5        Die Behandlung der vom Revisionswerber gegen dieses Erkenntnis erhobenen Beschwerde an den Verfassungsgerichtshof (VfGH) wurde von diesem mit Beschluss vom 11. Juni 2019, E 716/2019-4, abgelehnt.

6        Begründend führte der VfGH dazu unter anderem aus:

„Spezifische verfassungsrechtliche Überlegungen sind zur Beantwortung der aufgeworfenen Frage, insbesondere der Frage, ob das Verwaltungsgericht Wien zu Recht von einer Irreführungsabsicht und damit vom Vorliegen eines Wiederaufnahmegrundes ausgegangen ist (vgl. zB VwGH 14.12.2018, Ra 2018/01/0406) sowie in der Folge zu Recht das Vorliegen eines rechtmäßigen Aufenthaltes als Verleihungsvoraussetzung verneint hat, nicht anzustellen.“

7        Die Beschwerde wurde gemäß Art. 144 Abs. 3 B-VG mit weiterem Beschluss vom 8. Juli 2019, E 716/2019-15, an den Verwaltungsgerichtshof zur Entscheidung abgetreten.

8        Sodann erhob der Revisionswerber die vorliegende außerordentliche Revision an den Verwaltungsgerichtshof.

9        Nach Art. 133 Abs. 4 B-VG ist gegen ein Erkenntnis des Verwaltungsgerichtes die Revision zulässig, wenn sie von der Lösung einer Rechtsfrage abhängt, der grundsätzliche Bedeutung zukommt, insbesondere weil das Erkenntnis von der Rechtsprechung des Verwaltungsgerichtshofes abweicht, eine solche Rechtsprechung fehlt oder die zu lösende Rechtsfrage in der bisherigen Rechtsprechung des Verwaltungsgerichtshofes nicht einheitlich beantwortet wird.
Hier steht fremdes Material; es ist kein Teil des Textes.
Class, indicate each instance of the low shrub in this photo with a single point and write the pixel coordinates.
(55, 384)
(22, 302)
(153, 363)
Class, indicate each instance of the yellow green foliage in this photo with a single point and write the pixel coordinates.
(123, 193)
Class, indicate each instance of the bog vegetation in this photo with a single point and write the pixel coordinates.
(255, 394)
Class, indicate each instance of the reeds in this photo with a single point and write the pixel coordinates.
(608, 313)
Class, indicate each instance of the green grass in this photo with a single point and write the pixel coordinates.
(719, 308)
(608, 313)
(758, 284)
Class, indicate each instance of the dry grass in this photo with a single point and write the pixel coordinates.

10       Nach § 34 Abs. 1 VwGG sind Revisionen, die sich wegen Nichtvorliegens der Voraussetzungen des Art. 133 Abs. 4 B-VG nicht zur Behandlung eignen, ohne weiteres Verfahren in nichtöffentlicher Sitzung mit Beschluss zurückzuweisen.

11       Nach § 34 Abs. 1a VwGG hat der Verwaltungsgerichtshof die Zulässigkeit einer außerordentlichen Revision gemäß Art. 133 Abs. 4 B-VG im Rahmen der dafür in der Revision vorgebrachten Gründe (§ 28 Abs. 3 VwGG) zu überprüfen.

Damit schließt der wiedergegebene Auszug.